山中教授は,確かにノーベル賞を獲得しましたが,研究途中ではそんなことはわからなかった,無駄になるかもしれないという可能性もあった訳で……そのような時点で研究費用を出すという文化・風土,さらには余裕が日本にあるかしら.「事業仕分け」を公約とした政党があれだけの支持をあつめた国ですし,国立大学もすべて独立法人化しましたのでねぇ.

もちろんこれからは,山中教授に対しては,状況が変化するでしょうけれど,それが次のノーベル賞獲得に繋がるかは,現時点では不明ですよね.
Posted by 耳鼻科医 at 2012年10月10日 06:06
ノーベル賞の効果で国が金を出す。
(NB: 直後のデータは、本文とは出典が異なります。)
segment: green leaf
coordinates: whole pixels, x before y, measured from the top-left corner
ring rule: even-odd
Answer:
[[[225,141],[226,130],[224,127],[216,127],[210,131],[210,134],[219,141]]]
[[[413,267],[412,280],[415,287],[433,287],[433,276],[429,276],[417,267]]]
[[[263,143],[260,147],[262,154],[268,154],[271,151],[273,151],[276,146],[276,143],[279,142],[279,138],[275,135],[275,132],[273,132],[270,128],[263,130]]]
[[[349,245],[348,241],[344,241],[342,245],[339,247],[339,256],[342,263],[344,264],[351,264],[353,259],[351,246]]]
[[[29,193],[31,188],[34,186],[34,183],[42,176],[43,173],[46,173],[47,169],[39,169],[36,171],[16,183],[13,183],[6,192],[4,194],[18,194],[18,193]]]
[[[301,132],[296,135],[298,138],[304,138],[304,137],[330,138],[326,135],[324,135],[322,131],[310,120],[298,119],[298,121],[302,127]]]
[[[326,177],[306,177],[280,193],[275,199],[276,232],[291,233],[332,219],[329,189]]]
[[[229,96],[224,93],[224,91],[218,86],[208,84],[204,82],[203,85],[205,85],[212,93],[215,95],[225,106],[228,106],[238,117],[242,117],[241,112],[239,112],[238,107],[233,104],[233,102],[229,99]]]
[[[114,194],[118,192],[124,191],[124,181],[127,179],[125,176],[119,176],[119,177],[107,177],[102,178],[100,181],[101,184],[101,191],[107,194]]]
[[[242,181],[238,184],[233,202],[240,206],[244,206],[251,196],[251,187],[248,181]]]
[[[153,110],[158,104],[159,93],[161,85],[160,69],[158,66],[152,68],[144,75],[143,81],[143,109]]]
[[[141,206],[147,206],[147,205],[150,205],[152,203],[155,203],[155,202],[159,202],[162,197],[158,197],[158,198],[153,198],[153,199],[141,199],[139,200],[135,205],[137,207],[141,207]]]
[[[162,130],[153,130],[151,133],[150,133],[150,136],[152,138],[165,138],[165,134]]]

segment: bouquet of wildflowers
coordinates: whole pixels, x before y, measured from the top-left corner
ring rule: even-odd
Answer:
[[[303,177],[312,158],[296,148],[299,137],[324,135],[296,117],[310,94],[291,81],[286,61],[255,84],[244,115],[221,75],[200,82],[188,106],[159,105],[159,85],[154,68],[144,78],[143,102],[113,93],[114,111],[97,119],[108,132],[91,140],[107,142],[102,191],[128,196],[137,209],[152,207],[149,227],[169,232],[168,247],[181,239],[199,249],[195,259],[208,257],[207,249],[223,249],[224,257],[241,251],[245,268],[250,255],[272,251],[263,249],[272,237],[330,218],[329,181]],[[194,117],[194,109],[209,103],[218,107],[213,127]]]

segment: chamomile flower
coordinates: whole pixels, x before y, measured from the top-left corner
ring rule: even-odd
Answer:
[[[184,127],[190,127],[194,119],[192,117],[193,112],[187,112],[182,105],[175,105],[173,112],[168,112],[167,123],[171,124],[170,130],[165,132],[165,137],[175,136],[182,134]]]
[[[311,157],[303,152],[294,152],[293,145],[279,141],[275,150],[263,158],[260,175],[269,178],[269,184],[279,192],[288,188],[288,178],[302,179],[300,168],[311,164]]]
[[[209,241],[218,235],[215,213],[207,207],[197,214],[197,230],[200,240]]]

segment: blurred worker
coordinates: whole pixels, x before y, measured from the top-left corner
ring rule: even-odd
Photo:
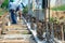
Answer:
[[[9,0],[9,11],[11,13],[11,20],[12,24],[17,24],[16,22],[16,12],[20,11],[20,14],[22,14],[22,0]]]

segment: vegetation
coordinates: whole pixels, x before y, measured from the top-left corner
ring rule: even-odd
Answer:
[[[8,9],[9,0],[4,0],[4,2],[1,4],[2,9]]]
[[[0,16],[3,15],[6,12],[6,10],[0,9]]]
[[[27,5],[23,9],[23,13],[24,14],[28,13],[28,6]]]
[[[65,5],[52,8],[52,10],[54,10],[54,11],[65,11]]]

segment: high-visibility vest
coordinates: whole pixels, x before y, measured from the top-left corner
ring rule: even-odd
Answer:
[[[48,8],[48,0],[42,0],[42,9]]]

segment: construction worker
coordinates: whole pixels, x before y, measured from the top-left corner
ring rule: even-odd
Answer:
[[[22,6],[18,6],[18,5],[21,5],[21,2],[22,2],[22,0],[16,0],[16,1],[9,0],[9,11],[11,13],[10,16],[11,16],[12,24],[17,24],[17,22],[16,22],[16,9],[18,8],[17,11],[20,11],[20,13],[21,13]]]

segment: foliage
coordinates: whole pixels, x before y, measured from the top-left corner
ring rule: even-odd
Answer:
[[[9,5],[9,0],[4,0],[3,3],[1,4],[1,8],[2,9],[4,9],[4,8],[6,9],[8,5]]]
[[[54,11],[65,11],[65,5],[60,5],[60,6],[52,8],[52,10],[54,10]]]

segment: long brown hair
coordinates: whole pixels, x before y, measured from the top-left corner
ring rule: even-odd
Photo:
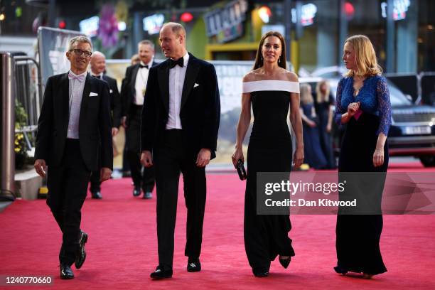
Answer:
[[[252,68],[252,70],[257,70],[258,68],[263,66],[263,55],[262,55],[262,49],[263,44],[264,44],[264,40],[269,36],[276,36],[281,41],[281,56],[280,60],[278,61],[278,65],[284,69],[286,69],[286,41],[284,39],[282,35],[278,31],[269,31],[262,37],[260,43],[257,50],[257,55],[255,55],[255,63]]]

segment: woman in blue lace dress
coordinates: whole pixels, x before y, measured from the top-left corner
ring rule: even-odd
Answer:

以下、ニュース。
 ──
 文部科学省は、山中伸弥教授が率いる研究所を中心に、今後10年間、約300億円を助成する方針を固めました。iPS細胞の研究を巡っては、国はこれまでに2008年度から5年間で約100億円を助成していました。助成の上限が原則的に5年間の科学研究の分野では異例の措置
 → http://headlines.yahoo.co.jp/videonews/ann?a=20121010-00000013-ann-soci
Posted by 管理人 at 2012年10月11日 07:00
ノーベル賞の二人は落ちこぼれだった、という記事。
 ──
 山中所長も自身の研究者人生を「失敗ばかり重なり20年余りの間ずっと泣きたくなる挫折の連続」だったと自評した。神戸大学医学部を卒業して国立大阪病院の整形外科の研修医だった時は手術がうまくできず先輩たちから「ジャマナカ」と呼ばれた。実際に10分ほどで終わる簡単な良性腫瘍摘出手術に1時間を超えることが常だった。
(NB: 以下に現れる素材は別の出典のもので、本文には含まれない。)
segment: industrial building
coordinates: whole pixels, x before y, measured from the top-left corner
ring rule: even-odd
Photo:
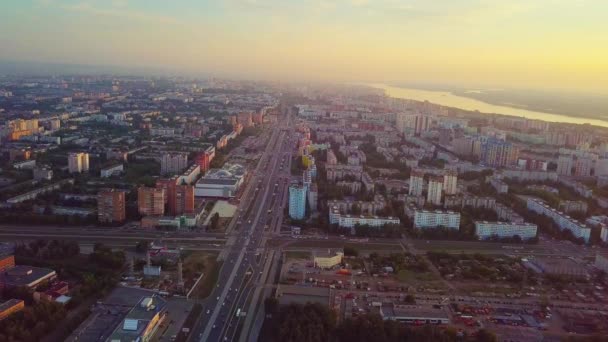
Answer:
[[[245,181],[247,173],[240,164],[224,164],[221,169],[211,169],[196,182],[196,197],[232,198]]]
[[[158,297],[144,297],[114,329],[108,341],[147,342],[167,316],[167,302]]]

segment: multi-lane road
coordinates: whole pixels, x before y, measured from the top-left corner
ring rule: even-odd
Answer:
[[[245,314],[254,314],[250,308],[255,311],[257,305],[252,294],[265,280],[274,260],[264,248],[265,235],[278,229],[282,222],[295,147],[289,134],[290,119],[287,113],[272,129],[268,145],[247,184],[228,228],[217,285],[204,301],[191,340],[237,341],[241,334],[248,333],[242,328]]]

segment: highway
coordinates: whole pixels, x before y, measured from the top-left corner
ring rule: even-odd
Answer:
[[[191,339],[236,341],[243,321],[236,313],[247,312],[250,304],[255,307],[255,303],[250,303],[251,295],[272,260],[264,248],[264,235],[280,229],[285,193],[291,179],[289,165],[296,141],[288,134],[290,119],[288,112],[273,128],[246,185],[237,214],[228,228],[226,247],[220,255],[224,262],[217,286],[204,301]]]

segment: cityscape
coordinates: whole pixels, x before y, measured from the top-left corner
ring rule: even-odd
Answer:
[[[544,2],[477,10],[530,25],[527,15],[544,11]],[[425,11],[428,20],[439,15],[416,1],[348,3],[337,22],[359,33],[370,24],[362,13],[376,18],[379,3],[388,6],[381,18],[390,25],[409,18],[416,26]],[[490,89],[487,65],[470,74],[482,90],[462,90],[477,89],[466,77],[454,86],[455,71],[445,73],[452,85],[436,87],[430,84],[441,80],[425,76],[416,52],[410,62],[420,70],[395,71],[404,81],[389,82],[388,72],[362,76],[359,65],[371,62],[361,56],[344,65],[315,64],[311,56],[304,65],[291,54],[293,43],[278,39],[285,38],[280,30],[257,35],[292,11],[303,21],[325,18],[342,3],[309,11],[234,1],[207,4],[205,15],[181,3],[101,4],[0,5],[15,15],[48,11],[66,20],[57,30],[67,35],[75,32],[63,15],[91,19],[90,27],[78,26],[90,40],[105,34],[104,24],[126,37],[117,34],[106,46],[108,64],[95,59],[97,47],[95,57],[85,53],[89,40],[59,48],[33,40],[40,54],[31,59],[13,38],[0,38],[10,47],[0,52],[0,342],[608,340],[608,102],[598,95],[601,80],[584,88],[588,75],[566,66],[555,78],[540,70],[515,79],[498,63],[505,75],[494,76],[496,87],[521,82],[518,89],[535,87],[542,96]],[[552,5],[564,10],[560,1]],[[181,27],[184,36],[175,39],[187,42],[188,20],[217,16],[217,45],[201,40],[215,56],[238,40],[238,30],[219,32],[225,13],[215,6],[267,20],[243,43],[250,56],[235,47],[228,64],[201,62],[201,70],[171,53],[160,66],[145,58],[141,65],[114,62],[170,50],[175,43],[165,34]],[[422,12],[410,13],[416,6]],[[589,25],[603,23],[588,15]],[[349,26],[353,18],[360,30]],[[442,18],[445,28],[454,25]],[[132,36],[131,29],[157,24],[168,26],[158,46]],[[0,32],[29,34],[11,25],[0,23]],[[302,39],[296,52],[329,53],[306,51],[312,43],[298,36],[300,25],[286,29]],[[323,42],[348,45],[325,28]],[[369,30],[361,42],[371,47]],[[47,34],[38,26],[31,32]],[[290,50],[284,62],[263,58],[261,50],[280,54],[281,44]],[[343,48],[335,53],[350,51]],[[156,63],[159,54],[151,55]],[[255,61],[227,72],[236,55]],[[324,71],[343,68],[353,79]],[[568,95],[552,95],[551,80],[565,83],[568,72]],[[574,90],[587,95],[576,102]]]

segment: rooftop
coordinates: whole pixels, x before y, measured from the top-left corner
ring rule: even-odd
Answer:
[[[49,268],[17,265],[0,273],[0,283],[8,286],[34,286],[38,281],[55,274]]]
[[[165,311],[167,302],[157,296],[143,297],[122,322],[114,329],[110,341],[138,341],[146,332],[149,324],[156,324],[153,319]]]

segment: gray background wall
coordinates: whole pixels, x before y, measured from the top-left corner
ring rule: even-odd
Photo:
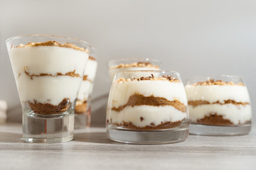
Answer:
[[[156,58],[184,82],[241,75],[256,110],[255,9],[253,0],[0,0],[0,99],[8,102],[8,120],[21,121],[21,114],[5,40],[26,34],[74,37],[97,49],[94,125],[105,122],[107,62],[120,57]]]

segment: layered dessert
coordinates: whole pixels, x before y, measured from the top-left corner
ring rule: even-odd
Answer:
[[[249,94],[242,83],[210,79],[185,89],[192,123],[230,125],[251,120]]]
[[[183,85],[172,76],[119,78],[112,83],[107,125],[154,130],[177,127],[187,119]]]
[[[136,62],[130,64],[119,64],[110,67],[110,79],[114,79],[117,72],[132,70],[159,70],[158,65],[152,64],[150,62]]]
[[[96,59],[90,56],[75,105],[75,113],[83,113],[88,109],[88,100],[93,89],[93,82],[96,75],[97,66]]]
[[[21,104],[38,114],[67,110],[78,97],[88,51],[67,42],[29,42],[9,49]]]

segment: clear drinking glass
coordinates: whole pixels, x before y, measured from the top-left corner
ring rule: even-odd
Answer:
[[[22,106],[23,140],[71,140],[75,101],[90,50],[88,43],[29,35],[11,38],[6,45]]]
[[[115,74],[107,108],[110,140],[138,144],[181,142],[188,134],[188,120],[187,99],[178,72]]]
[[[132,70],[159,70],[160,62],[150,58],[122,58],[108,62],[111,81],[117,72]]]
[[[186,86],[190,118],[189,132],[206,135],[249,133],[252,109],[241,76],[196,76]]]
[[[91,94],[96,76],[97,62],[92,47],[86,64],[85,74],[75,108],[75,128],[90,127]]]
http://japanese.joins.com/article/997/160997.html


 ガードン教授は一般人の見方では異常な知能を持つ子どもだった。8歳の時に知能指数(IQ)検査でひどく低い点数が出てきた。ガードン教授は、「オレンジを描けとの問題に丸い果物を描いた他の人たちと違い、幹にぶらさがった姿を描いた。そんなことが問題になった」と話した。
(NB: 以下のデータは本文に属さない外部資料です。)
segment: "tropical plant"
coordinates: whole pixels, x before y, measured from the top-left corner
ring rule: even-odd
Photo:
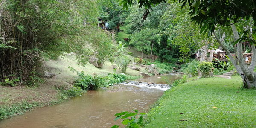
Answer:
[[[115,115],[116,116],[115,121],[119,119],[123,119],[122,123],[125,125],[128,128],[139,128],[143,125],[144,122],[143,116],[144,113],[138,113],[137,110],[134,110],[134,112],[128,112],[128,111],[121,112]],[[119,127],[117,125],[115,125],[111,128]]]
[[[128,57],[123,55],[117,57],[116,59],[116,62],[119,70],[121,70],[122,72],[125,73],[126,72],[127,66],[130,63],[131,58]]]
[[[210,73],[212,68],[212,63],[210,62],[202,62],[198,65],[198,69],[202,73],[202,76],[204,78],[209,77]]]

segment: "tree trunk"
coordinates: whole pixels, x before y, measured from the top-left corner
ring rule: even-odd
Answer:
[[[252,24],[252,22],[251,21],[249,25],[246,27],[245,31],[247,31],[250,28],[250,26]],[[239,39],[240,37],[238,35],[236,28],[234,24],[231,25],[231,28],[232,29],[232,32],[235,38],[234,40],[236,41]],[[237,44],[237,49],[236,49],[236,54],[237,54],[237,58],[234,58],[229,51],[227,50],[227,47],[224,45],[222,41],[218,38],[216,33],[214,32],[213,34],[218,42],[225,50],[227,55],[230,58],[230,61],[236,67],[237,72],[243,79],[244,83],[244,87],[248,88],[256,87],[256,72],[253,71],[256,66],[256,49],[255,46],[253,46],[253,47],[252,47],[253,52],[252,62],[250,65],[248,67],[246,65],[246,64],[245,64],[244,58],[243,57],[242,42],[238,42]],[[244,34],[243,33],[241,37],[243,37]]]
[[[211,43],[211,46],[213,46],[213,43]],[[208,58],[208,61],[209,62],[212,62],[212,60],[213,59],[213,49],[211,49],[210,50],[210,56]]]
[[[204,42],[204,45],[200,49],[200,51],[201,52],[200,55],[201,62],[205,61],[206,60],[206,55],[207,55],[207,42],[205,41],[202,41]]]
[[[150,58],[153,58],[153,43],[151,43],[151,50],[150,50]]]
[[[141,52],[142,53],[142,59],[143,59],[143,50],[142,50],[142,52]]]

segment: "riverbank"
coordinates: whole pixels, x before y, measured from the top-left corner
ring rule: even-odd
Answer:
[[[256,90],[239,76],[200,79],[166,91],[145,128],[255,127]]]
[[[96,68],[88,63],[86,67],[78,66],[77,61],[72,55],[44,62],[42,70],[56,74],[52,78],[44,78],[44,82],[38,86],[0,86],[0,119],[22,114],[35,108],[51,105],[69,99],[69,96],[57,88],[67,88],[73,86],[77,77],[76,72],[68,68],[72,67],[86,74],[107,75],[108,73],[119,73],[114,71],[111,64],[107,62],[102,69]],[[126,74],[139,76],[139,71],[128,68]]]

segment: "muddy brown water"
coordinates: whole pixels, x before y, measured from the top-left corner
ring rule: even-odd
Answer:
[[[137,81],[166,84],[166,79],[171,81],[179,77],[156,76]],[[0,128],[109,128],[121,124],[121,120],[114,121],[115,113],[134,109],[146,113],[163,93],[157,89],[134,88],[122,84],[116,87],[111,88],[112,90],[110,90],[88,91],[66,102],[3,120],[0,121]],[[116,88],[123,90],[113,91]]]

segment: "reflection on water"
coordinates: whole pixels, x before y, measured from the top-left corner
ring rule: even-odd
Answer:
[[[141,80],[164,84],[157,77],[151,77],[154,80]],[[163,93],[159,89],[128,87],[124,91],[89,91],[67,102],[4,119],[0,121],[0,128],[109,128],[120,124],[121,120],[114,121],[115,113],[134,109],[146,112]]]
イートンスクールに進学しても科学遅進児だった。16歳の時の生物科目の成績表は250人中250位だった。
http://japanese.joins.com/article/996/160996.html
Posted by 管理人 at 2012年10月11日 07:21
こんばんは

>イートンスクールに進学しても
このような学校に行った人に「成績は最下位だった」といわれましても………
私には謙遜を通り越した嫌味にしか聞こえませぬが……
Posted by 耳鼻科医 at 2012年10月11日 17:47
トップクラスのエリート校だとしても、最下位層というのは、けっこうつらいものですよ。ちょっと浮いた感じになる。
 だから、嫌みということにはなりません。
 ま、普通の人よりは、ずっと上でしょうから、普通の人からは嫌みに聞こえるかもしれませんが、研究者の仲間で話しあえば、「へえ」と驚かれるでしょう。私も驚きました。